The WPI’s 24.71% fuel inflation is therefore a measure of what has already happened at the wholesale and import level — not what consumers have experienced at the pump. When the government does implement a retail price correction — expected before May 15 per multiple reports — the CPI’s transport, energy, and fuel components will begin to converge toward the wholesale reality that the WPI has been signalling for months.

RBI Governor Sanjay Malhotra said at the SNB-IMF conference in Switzerland on May 13 that if the West Asia war continues for a longer period of time, it is just a matter of time before the government will pass on some of the price increases. The WPI data released on May 14 provides the quantitative context for exactly what that pass-through will look like when it arrives.

The broader inflationary cascade

The 24.71% fuel inflation feeds into every corner of the manufacturing and services economy through multiple transmission channels. Transport costs for every freight movement in India are determined by diesel prices — and WPI diesel at 25.19% inflation means that every manufacturer, farmer, and distributor in India is paying significantly more to move goods even though retail diesel prices at pumps remain frozen.

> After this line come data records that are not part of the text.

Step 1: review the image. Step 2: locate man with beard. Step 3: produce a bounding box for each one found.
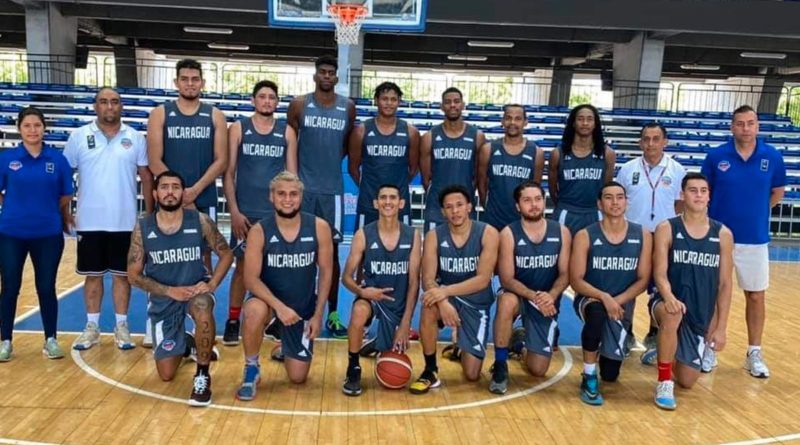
[410,185,498,394]
[287,56,356,338]
[489,181,571,394]
[342,184,422,396]
[569,182,653,406]
[222,80,297,346]
[236,171,333,400]
[419,87,486,230]
[128,170,233,406]
[64,88,153,351]
[478,104,544,230]
[348,82,419,227]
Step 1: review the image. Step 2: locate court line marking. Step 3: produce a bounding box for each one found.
[71,348,572,417]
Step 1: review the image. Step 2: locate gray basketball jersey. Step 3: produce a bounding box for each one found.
[510,220,562,292]
[435,221,494,308]
[364,222,414,314]
[139,209,206,311]
[259,212,318,320]
[482,138,536,230]
[667,216,722,333]
[358,119,411,214]
[558,151,606,212]
[163,101,217,209]
[425,124,478,220]
[297,93,352,195]
[236,118,286,219]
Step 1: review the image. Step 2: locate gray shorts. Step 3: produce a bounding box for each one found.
[300,192,344,243]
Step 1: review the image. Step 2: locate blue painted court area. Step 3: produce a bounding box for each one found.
[15,244,582,345]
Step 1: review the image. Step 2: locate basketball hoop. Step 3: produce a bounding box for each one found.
[328,3,367,45]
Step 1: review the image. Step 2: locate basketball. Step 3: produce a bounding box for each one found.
[375,351,413,389]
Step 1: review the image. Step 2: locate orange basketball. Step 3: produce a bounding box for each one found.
[375,351,413,389]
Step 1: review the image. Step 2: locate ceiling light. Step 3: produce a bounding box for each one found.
[467,40,514,48]
[447,54,488,62]
[681,63,719,71]
[739,52,786,60]
[208,43,250,51]
[183,26,233,36]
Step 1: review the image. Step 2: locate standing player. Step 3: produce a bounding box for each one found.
[128,171,233,406]
[649,173,733,410]
[701,105,786,378]
[410,185,499,394]
[569,182,653,405]
[64,88,153,351]
[348,82,419,225]
[489,181,571,394]
[222,80,297,346]
[547,104,617,235]
[617,122,686,358]
[236,172,333,400]
[478,104,548,229]
[287,56,356,338]
[419,87,486,230]
[342,184,422,396]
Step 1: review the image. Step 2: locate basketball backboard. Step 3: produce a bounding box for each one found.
[267,0,428,32]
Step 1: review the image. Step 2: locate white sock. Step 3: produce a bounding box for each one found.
[86,312,100,326]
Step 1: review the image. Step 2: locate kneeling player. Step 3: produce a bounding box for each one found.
[342,184,422,396]
[236,171,333,400]
[569,182,653,405]
[128,171,233,406]
[647,173,733,410]
[489,181,571,394]
[410,185,499,394]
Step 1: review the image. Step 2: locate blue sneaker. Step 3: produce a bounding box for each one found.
[655,380,677,411]
[236,365,261,401]
[581,374,604,406]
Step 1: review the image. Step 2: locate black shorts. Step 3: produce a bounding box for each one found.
[76,232,131,276]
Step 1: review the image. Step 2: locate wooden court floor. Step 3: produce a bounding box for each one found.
[0,239,800,445]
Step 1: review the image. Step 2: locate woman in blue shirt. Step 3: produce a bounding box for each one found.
[0,107,74,362]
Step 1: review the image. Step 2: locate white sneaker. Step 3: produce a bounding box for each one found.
[72,321,100,351]
[744,349,769,379]
[700,343,719,374]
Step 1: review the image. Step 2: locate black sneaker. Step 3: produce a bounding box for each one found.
[189,374,211,406]
[222,320,241,346]
[342,366,361,396]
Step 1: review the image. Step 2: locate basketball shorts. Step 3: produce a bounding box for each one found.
[300,191,344,244]
[572,295,632,361]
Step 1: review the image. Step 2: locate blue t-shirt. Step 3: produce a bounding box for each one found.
[701,140,786,244]
[0,144,73,239]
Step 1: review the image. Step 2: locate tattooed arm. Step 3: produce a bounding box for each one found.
[200,213,233,292]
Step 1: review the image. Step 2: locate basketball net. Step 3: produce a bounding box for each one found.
[328,3,367,45]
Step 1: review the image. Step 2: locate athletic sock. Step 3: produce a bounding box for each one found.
[658,362,672,382]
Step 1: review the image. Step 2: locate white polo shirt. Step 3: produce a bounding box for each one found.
[617,153,686,232]
[64,121,147,232]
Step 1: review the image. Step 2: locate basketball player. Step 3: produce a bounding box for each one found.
[222,80,297,346]
[348,82,419,227]
[569,182,653,405]
[649,173,733,410]
[410,185,499,394]
[64,87,153,350]
[236,171,333,400]
[287,56,356,338]
[342,184,422,396]
[489,181,572,394]
[419,87,486,230]
[478,104,548,229]
[128,170,233,406]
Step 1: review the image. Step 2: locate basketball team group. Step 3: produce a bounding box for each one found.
[0,56,786,410]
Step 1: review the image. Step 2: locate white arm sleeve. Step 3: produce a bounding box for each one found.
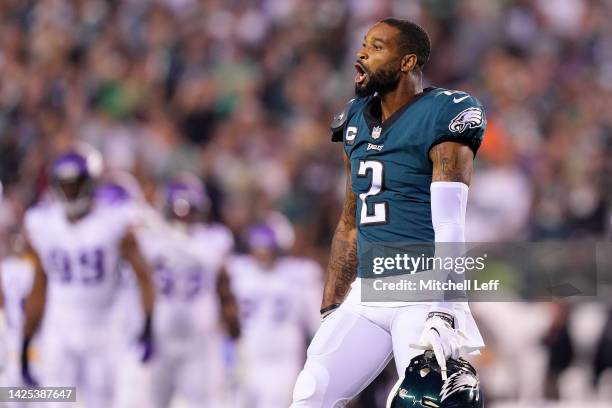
[430,181,468,242]
[430,181,468,315]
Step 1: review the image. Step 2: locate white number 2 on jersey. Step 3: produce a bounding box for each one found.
[357,160,388,225]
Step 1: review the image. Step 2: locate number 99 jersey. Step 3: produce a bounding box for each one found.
[25,202,133,324]
[332,87,486,277]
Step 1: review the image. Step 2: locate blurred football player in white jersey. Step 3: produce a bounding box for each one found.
[227,224,322,408]
[0,234,34,387]
[139,174,239,408]
[21,145,154,407]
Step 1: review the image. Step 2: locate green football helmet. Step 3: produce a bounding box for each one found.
[387,350,484,408]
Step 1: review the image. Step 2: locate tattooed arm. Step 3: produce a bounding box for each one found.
[321,151,357,311]
[429,142,474,186]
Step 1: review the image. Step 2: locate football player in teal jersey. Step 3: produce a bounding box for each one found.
[292,19,486,408]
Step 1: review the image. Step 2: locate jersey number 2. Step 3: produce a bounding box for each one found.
[357,160,389,225]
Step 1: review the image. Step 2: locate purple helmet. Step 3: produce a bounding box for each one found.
[164,174,210,221]
[96,171,144,204]
[49,145,102,217]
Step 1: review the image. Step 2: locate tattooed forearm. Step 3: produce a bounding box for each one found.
[322,223,357,307]
[321,158,357,307]
[429,142,474,185]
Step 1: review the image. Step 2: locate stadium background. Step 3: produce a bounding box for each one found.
[0,0,612,407]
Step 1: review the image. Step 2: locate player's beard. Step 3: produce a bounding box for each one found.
[355,60,401,98]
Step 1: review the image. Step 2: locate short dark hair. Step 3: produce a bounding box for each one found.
[380,18,431,71]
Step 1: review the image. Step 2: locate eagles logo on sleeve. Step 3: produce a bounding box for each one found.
[448,107,483,133]
[440,371,478,401]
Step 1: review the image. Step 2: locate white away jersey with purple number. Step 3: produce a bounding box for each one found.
[228,255,322,359]
[138,224,233,340]
[25,202,133,324]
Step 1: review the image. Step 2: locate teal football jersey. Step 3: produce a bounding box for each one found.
[333,87,486,277]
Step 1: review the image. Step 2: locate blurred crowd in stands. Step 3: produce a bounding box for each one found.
[0,0,612,404]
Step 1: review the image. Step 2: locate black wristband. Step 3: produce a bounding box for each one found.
[319,303,340,315]
[427,312,455,329]
[140,314,153,340]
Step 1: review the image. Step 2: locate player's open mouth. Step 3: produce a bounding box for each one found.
[355,64,368,85]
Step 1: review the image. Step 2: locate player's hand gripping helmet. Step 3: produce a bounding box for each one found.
[49,145,102,218]
[387,351,484,408]
[163,173,210,222]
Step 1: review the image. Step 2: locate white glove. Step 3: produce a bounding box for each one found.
[410,312,474,381]
[320,303,340,323]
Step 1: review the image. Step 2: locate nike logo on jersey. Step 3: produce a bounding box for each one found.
[453,95,470,103]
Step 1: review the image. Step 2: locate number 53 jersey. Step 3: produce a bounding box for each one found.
[332,87,486,277]
[25,202,133,324]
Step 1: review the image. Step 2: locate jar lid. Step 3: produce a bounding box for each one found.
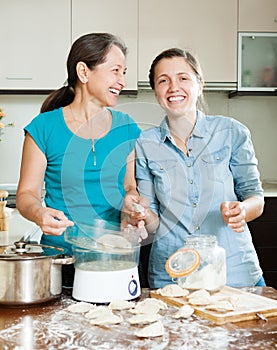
[0,241,64,260]
[165,248,200,277]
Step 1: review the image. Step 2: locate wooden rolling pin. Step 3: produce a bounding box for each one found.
[0,190,9,231]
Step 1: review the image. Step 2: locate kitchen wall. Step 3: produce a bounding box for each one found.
[0,91,277,184]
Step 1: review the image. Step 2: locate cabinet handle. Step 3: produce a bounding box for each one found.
[6,77,33,80]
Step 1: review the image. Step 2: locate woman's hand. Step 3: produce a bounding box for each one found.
[36,207,74,236]
[121,191,149,239]
[220,202,246,232]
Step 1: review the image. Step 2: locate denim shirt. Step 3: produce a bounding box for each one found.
[136,111,263,288]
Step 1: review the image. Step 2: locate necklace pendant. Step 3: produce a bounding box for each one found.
[91,139,96,166]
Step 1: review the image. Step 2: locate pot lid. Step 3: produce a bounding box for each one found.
[165,248,200,277]
[0,241,64,260]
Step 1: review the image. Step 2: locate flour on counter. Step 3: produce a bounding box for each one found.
[178,264,226,291]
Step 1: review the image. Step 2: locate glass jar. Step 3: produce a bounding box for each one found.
[166,235,226,292]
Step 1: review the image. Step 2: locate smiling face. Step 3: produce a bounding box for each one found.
[154,56,203,117]
[86,45,126,107]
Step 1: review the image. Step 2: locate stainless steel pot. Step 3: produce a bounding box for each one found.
[0,241,73,306]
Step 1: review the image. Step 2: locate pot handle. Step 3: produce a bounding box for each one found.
[53,256,75,265]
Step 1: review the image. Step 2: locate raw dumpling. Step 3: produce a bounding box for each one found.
[156,283,189,297]
[135,321,164,338]
[205,300,236,312]
[129,302,160,314]
[135,298,168,310]
[89,313,123,326]
[188,289,211,305]
[109,299,135,310]
[206,295,239,312]
[85,305,113,318]
[66,301,96,314]
[128,313,162,324]
[171,305,194,318]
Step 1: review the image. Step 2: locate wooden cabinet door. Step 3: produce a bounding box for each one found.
[0,0,71,90]
[72,0,138,90]
[238,0,277,32]
[138,0,237,83]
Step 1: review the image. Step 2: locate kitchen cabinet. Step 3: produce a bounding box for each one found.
[72,0,138,91]
[248,197,277,288]
[238,32,277,92]
[238,0,277,32]
[0,0,71,93]
[138,0,237,86]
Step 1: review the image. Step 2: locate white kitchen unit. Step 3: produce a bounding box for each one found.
[0,0,71,92]
[238,0,277,32]
[238,32,277,92]
[72,0,138,91]
[138,0,237,89]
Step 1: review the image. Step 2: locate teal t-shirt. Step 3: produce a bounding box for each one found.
[24,108,140,253]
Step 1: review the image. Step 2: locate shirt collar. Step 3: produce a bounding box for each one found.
[160,110,206,142]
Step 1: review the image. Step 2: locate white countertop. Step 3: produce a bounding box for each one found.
[263,183,277,197]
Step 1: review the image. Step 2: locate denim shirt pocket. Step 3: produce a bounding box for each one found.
[201,146,231,182]
[148,159,177,196]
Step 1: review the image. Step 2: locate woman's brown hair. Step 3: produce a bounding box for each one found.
[40,33,127,112]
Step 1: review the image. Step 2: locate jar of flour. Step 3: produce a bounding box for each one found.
[165,235,226,292]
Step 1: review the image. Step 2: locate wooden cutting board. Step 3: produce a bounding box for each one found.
[150,286,277,325]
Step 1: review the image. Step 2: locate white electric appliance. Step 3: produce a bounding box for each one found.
[65,220,141,303]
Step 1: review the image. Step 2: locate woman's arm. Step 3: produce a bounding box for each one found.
[16,133,73,235]
[121,151,159,235]
[220,196,264,232]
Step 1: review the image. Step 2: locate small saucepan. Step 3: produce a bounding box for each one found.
[0,241,73,307]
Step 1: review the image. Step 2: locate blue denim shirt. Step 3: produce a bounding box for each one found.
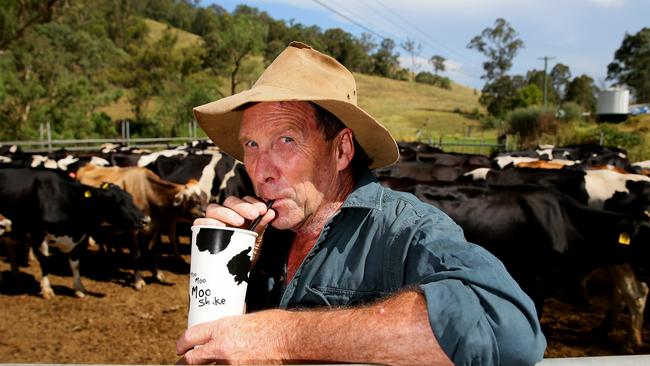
[247,172,546,365]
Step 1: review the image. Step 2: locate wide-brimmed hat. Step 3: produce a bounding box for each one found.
[194,42,399,168]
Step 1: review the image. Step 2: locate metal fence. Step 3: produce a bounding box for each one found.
[0,121,205,152]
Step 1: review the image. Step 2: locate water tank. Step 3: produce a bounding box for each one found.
[596,89,630,122]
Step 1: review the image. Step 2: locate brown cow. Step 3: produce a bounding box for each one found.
[77,164,207,290]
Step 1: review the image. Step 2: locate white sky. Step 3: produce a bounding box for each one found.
[202,0,650,89]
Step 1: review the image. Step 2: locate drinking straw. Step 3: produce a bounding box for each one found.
[248,200,275,231]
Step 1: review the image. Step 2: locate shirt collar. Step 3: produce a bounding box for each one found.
[341,169,384,210]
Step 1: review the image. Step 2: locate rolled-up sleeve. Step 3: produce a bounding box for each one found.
[402,212,546,365]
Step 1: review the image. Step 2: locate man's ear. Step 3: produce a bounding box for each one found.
[336,128,354,171]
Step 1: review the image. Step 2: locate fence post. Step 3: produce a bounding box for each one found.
[126,120,131,146]
[599,131,605,146]
[45,121,52,152]
[38,122,45,151]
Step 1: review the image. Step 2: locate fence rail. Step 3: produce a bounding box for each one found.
[0,121,509,154]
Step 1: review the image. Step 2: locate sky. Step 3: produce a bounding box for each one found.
[201,0,650,89]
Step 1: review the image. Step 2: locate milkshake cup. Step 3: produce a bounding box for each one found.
[187,225,257,328]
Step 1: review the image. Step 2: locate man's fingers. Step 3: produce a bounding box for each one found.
[205,203,245,227]
[223,196,260,220]
[242,196,266,215]
[176,344,215,365]
[176,322,216,355]
[194,217,226,226]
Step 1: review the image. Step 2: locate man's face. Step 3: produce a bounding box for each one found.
[239,102,338,230]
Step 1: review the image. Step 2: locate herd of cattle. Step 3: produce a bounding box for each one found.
[0,142,650,347]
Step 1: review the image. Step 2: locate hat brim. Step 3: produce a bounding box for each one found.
[194,85,399,169]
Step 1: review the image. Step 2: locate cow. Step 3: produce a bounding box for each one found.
[0,168,147,299]
[139,147,254,261]
[374,145,492,182]
[76,165,207,290]
[382,182,634,315]
[458,165,650,348]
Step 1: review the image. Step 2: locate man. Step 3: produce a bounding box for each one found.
[177,42,546,365]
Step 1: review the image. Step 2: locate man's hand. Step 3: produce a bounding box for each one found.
[176,310,289,364]
[194,196,275,234]
[194,196,275,266]
[176,291,452,365]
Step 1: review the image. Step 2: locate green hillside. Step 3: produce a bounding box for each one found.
[101,19,488,141]
[355,74,486,141]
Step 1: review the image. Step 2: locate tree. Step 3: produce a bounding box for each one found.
[479,75,525,118]
[526,70,560,104]
[607,27,650,101]
[0,0,141,139]
[512,84,544,108]
[203,13,268,95]
[566,74,598,112]
[116,30,181,121]
[402,38,422,79]
[0,0,63,53]
[551,63,571,100]
[429,55,446,75]
[467,18,524,81]
[467,18,524,117]
[372,38,399,78]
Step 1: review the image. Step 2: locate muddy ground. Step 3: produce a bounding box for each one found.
[0,246,650,364]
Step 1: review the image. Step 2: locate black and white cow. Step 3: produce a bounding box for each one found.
[0,168,147,298]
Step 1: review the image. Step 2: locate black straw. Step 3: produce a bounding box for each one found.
[248,200,275,231]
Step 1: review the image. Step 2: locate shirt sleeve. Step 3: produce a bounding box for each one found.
[402,211,546,365]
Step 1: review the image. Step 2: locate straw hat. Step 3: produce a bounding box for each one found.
[194,42,399,169]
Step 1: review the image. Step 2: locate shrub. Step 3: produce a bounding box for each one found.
[415,71,451,90]
[557,102,583,122]
[506,106,558,148]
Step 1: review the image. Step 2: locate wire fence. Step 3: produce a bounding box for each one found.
[0,121,506,155]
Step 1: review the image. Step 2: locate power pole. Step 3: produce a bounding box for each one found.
[538,56,555,109]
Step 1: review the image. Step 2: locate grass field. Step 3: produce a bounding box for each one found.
[100,19,650,160]
[355,74,496,141]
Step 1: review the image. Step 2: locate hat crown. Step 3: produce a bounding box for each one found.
[253,42,357,105]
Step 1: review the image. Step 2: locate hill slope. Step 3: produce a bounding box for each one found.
[355,74,480,140]
[100,19,486,140]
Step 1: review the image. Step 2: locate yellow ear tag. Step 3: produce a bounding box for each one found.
[618,233,630,245]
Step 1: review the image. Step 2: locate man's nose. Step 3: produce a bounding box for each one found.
[253,153,277,183]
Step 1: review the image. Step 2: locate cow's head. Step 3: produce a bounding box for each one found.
[84,182,150,229]
[173,179,208,219]
[0,215,11,236]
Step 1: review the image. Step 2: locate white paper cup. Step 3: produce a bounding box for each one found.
[187,225,257,328]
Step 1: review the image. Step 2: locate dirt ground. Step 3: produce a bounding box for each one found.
[0,243,650,364]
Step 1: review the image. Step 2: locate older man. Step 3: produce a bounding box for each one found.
[177,42,546,365]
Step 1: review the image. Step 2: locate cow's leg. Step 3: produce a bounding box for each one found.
[68,236,88,298]
[4,237,22,278]
[610,264,648,351]
[169,220,187,264]
[33,235,56,300]
[131,231,147,290]
[147,230,165,282]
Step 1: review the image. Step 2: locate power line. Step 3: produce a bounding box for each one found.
[313,0,386,40]
[364,1,480,70]
[324,1,480,79]
[538,56,555,108]
[313,0,480,85]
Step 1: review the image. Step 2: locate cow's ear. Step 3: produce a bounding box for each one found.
[173,192,183,206]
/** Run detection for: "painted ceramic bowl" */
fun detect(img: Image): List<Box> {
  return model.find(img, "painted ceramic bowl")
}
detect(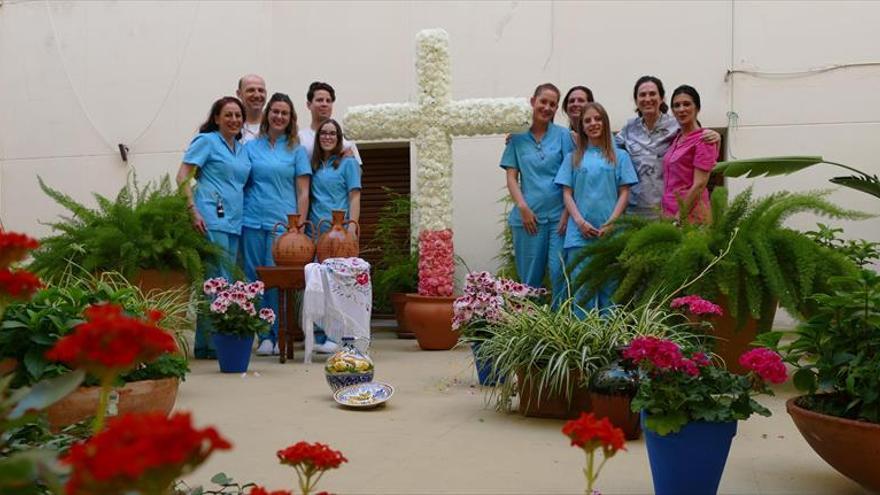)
[333,382,394,408]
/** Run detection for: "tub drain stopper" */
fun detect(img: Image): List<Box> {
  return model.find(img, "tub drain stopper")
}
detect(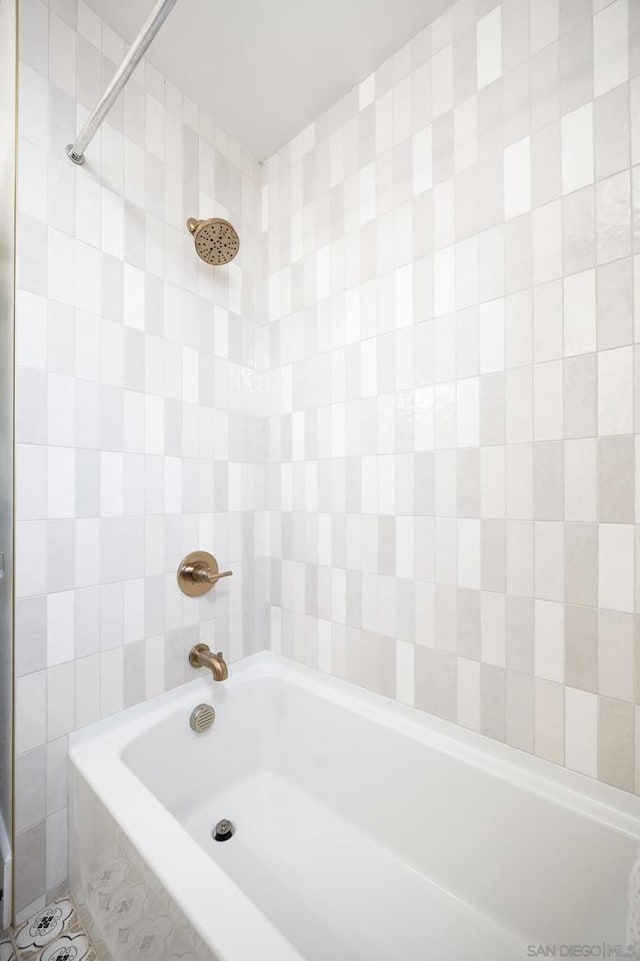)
[211,818,233,841]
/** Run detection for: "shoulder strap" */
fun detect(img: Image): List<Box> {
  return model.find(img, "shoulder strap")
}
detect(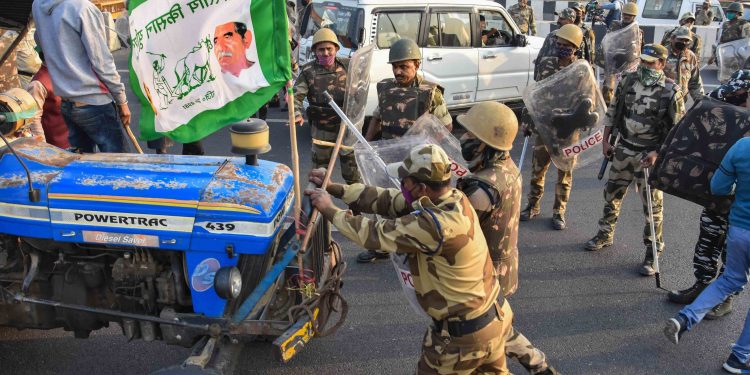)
[461,175,500,209]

This cost is being absorbed by supply chains as margin compression rather than appearing in retail consumer prices — a suppression that will eventually unwind.

Chemicals and chemical products — which depend heavily on petroleum derivatives as feedstocks — showed WPI inflation of 5.09% in April. Textiles — which use synthetic fibres derived from petrochemicals — showed 7.30%. Basic metals — where energy is a significant input cost — showed 7.00%. The energy cost shock is visibly propagating through India’s manufacturing cost structure even before any retail fuel price correction has been implemented.

What this means for RBI policy

The WPI fuel inflation data of 24.71% arrives as a direct challenge to the RBI’s ability to cut interest rates in the near term. While headline CPI remains within the RBI’s 4% +/- 2% tolerance band currently — partly because retail fuel prices have been artificially suppressed — any fuel price correction will directly add 20-100 basis points to CPI depending on the magnitude of the revision. With WPI already running at 8.3% and the fuel component at 24.71%, the RBI’s rate-cutting window has been materially compressed by the Iran war’s economic transmission.

Disclaimer: This article is based on official WPI data released by the Ministry of Commerce and Industry through PIB Delhi on May 14, 2026. It is for informational purposes only and does not constitute investment advice.